3年前に発表された「北米で飼われているペットに中毒を起こす原因物質ランキング」によると、TOP10は全て人体薬(医師からオーナーに処方された薬剤)で占められていることが分かる。つまり、ペットの中毒の実際というものは、大学で教えられる様々な化学物質、植物、食品を原因として起きるのではなく、オーナー自身が服用する薬の管理に問題があって起きるのである。

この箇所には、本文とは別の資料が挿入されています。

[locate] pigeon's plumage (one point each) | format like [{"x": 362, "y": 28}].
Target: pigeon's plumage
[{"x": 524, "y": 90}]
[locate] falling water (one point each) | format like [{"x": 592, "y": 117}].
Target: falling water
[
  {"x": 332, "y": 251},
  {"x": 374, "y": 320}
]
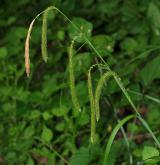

果たして、学校で教えてくれない、その実態とは。それを明らかにした研究が、オンタリオ獣医科大学によって発表された。なお、詳細は以下の通りである。

 

◆犬猫の中毒に関する疫学◆
・ペットの中毒に纏わる情報を扱うAnimal Poison Control Centerのデータを解析した
・データは10年間分(2005~2014年)である
・中毒症例は24万件以上に昇る
・そのうち、86%は犬、14%は猫であった
・犬の中毒は、人体薬、食品、農薬によるものが最も多い
・猫の中毒は、人体薬、動物用医薬品、植物によるものが最も多い
・食品はチョコレート、植物はユリによる中毒が最も一般的である
・犬において、最も高い致死率を誇るのは、フルオロウラシル(抗癌剤)による中毒である
・猫において、最も高い致死率を誇るのは、ビフェントリン(ピレスロイド系殺虫剤、農薬)による中毒である

 

上記のことから、冒頭に記したランキング同様、人体薬による中毒が頻発していることが窺える。また、ハロウィンやクリスマスを控える、これからの季節はチョコレートに注意をした方が望ましいようだ。本国では、どのような疫学の基に、犬猫の中毒は起きているのだろうか。今回紹介した研究のような統計学的解析が日本でも実施され、小動物臨床で活かされることに期待している。

(画像はイメージです)
フルオロウラシルおよびビフェントリンによる中毒の致死率は、何れも65%を超えております。